Jack Storer

No. 10
- Position: Tailback

Personal information
- Born: November 11, 1900 Wheeling, West Virginia, U.S.
- Died: January 16, 1927 (aged 26) Wheeling, West Virginia, U.S.
- Listed height: 5 ft 10 in (1.78 m)
- Listed weight: 180 lb (82 kg)

Career information
- High school: Linsly School (Wheeling) Mercersburg Academy (Mercersburg, Pennsylvania)
- College: Lehigh (1921–1923)

Career history
- Frankford Yellow Jackets (1924);

Career statistics
- Games played: 14
- Games started: 13
- Rushing touchdowns: 7
- Receiving touchdowns: 1
- Passing touchdowns: 1
- Stats at Pro Football Reference

= Jack Storer (American football) =

American football player (1900–1927)

John Waddell Storer Jr. (November 11, 1900 – January 16, 1927) was an American professional football tailback who played in the National Football League (NFL) with the Frankford Yellow Jackets.
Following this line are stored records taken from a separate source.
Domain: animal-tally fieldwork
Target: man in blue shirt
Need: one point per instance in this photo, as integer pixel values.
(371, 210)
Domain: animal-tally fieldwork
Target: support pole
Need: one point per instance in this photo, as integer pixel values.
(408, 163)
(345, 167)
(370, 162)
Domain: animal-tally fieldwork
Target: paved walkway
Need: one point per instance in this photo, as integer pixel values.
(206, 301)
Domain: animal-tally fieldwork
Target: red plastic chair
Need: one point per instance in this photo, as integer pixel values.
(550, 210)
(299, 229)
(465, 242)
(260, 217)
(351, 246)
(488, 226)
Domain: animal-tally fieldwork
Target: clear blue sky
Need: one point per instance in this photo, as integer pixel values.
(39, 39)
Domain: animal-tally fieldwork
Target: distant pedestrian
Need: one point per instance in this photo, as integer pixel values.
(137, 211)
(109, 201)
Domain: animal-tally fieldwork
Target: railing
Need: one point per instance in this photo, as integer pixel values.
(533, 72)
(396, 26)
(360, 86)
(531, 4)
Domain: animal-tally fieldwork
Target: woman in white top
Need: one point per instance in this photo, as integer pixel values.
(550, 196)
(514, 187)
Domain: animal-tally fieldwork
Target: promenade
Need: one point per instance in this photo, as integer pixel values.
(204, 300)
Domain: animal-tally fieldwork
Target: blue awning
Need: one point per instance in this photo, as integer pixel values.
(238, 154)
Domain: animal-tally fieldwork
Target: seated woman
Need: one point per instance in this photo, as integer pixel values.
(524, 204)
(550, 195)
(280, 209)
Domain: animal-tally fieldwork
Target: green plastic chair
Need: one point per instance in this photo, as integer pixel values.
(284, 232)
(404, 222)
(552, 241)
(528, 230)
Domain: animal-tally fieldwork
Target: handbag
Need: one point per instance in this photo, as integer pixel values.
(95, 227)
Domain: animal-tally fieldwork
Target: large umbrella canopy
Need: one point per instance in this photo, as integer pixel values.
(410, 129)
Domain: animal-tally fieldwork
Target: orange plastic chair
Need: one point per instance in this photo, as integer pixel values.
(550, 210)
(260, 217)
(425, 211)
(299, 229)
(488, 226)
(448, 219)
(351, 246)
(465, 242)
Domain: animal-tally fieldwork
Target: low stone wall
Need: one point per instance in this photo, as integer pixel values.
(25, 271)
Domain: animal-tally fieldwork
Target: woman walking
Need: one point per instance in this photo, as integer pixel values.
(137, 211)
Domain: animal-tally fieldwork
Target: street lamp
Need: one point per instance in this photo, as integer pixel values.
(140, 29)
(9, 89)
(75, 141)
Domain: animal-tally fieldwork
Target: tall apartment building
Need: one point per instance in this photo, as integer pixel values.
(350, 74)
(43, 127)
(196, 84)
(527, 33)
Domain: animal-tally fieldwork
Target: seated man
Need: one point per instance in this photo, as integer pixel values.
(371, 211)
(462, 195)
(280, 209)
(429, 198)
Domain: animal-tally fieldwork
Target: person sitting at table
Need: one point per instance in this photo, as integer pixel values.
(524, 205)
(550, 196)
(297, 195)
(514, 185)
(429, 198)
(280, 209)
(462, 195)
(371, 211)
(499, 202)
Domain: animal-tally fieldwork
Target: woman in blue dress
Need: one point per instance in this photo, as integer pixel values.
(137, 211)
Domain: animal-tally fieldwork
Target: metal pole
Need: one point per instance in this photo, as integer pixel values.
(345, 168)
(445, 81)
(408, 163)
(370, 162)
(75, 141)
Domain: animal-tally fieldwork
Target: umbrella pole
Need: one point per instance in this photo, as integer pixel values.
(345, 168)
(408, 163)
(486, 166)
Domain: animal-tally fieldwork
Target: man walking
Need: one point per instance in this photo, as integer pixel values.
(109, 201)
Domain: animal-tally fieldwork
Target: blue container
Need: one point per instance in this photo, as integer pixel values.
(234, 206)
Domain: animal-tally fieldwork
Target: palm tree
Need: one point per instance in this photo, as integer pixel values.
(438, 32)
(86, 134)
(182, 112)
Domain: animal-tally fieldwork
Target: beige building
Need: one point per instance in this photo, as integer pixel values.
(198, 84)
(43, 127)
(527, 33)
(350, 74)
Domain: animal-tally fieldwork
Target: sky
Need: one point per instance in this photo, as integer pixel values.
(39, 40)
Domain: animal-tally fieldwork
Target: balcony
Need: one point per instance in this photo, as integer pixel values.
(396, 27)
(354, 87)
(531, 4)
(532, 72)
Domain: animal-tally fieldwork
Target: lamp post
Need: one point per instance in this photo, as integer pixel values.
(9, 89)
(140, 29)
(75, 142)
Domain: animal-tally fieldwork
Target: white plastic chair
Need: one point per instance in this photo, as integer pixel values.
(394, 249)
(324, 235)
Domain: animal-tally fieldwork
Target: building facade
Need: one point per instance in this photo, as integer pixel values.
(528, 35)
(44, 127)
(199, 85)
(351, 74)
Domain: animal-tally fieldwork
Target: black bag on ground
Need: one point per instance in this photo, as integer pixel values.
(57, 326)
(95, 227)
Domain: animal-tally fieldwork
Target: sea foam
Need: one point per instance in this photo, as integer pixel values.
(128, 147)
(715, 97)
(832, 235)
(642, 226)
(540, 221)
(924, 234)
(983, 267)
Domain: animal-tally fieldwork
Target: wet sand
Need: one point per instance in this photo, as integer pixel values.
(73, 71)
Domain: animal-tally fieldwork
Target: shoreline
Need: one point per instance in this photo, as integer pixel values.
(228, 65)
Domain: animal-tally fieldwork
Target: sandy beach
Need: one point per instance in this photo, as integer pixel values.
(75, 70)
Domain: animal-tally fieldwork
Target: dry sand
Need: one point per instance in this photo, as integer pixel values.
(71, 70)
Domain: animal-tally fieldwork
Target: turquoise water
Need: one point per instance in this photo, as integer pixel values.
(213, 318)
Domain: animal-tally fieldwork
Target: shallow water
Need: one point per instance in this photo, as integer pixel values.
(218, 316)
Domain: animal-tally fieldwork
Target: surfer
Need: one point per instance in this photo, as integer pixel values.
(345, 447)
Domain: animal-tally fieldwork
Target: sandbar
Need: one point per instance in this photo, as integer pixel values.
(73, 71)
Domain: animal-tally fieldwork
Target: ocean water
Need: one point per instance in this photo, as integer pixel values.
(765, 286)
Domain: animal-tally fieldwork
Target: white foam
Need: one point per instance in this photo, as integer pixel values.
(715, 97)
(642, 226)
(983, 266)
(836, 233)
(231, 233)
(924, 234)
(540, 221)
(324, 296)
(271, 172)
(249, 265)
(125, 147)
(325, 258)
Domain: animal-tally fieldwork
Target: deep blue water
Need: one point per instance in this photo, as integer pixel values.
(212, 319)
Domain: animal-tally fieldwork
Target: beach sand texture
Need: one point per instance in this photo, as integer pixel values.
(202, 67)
He played college football for the Lehigh Brown and White.

==Early life==
Storer was born on November 11, 1900, in Wheeling, West Virginia. He attended Linsly School in Wheeling and Mercersburg Academy in Mercersburg, Pennsylvania.

==College career==
Storer attended Lehigh University in Bethlehem, Pennsylvania, where he played college football for the Lehigh Brown and White from 1921 to 1923. He was a three-year letterman from 1921 to 1923. In 1923, Storer was the team's punter, quarterback and left halfback. He was named the captain of the football team for 1924 but did not play for the team.

==Professional career==
In 1924, Storer played his lone season of professional football with the Frankford Yellow Jackets of the National Football League (NFL). He played in 14 games, starting 13, rushing for seven touchdowns and had one receiving and passing touchdown.

==Later life==
In February 1925, Storer contracted pneumonia, which forced him to retire from professional football. On January 16, 1927, he died, after the illness developed into tuberculosis.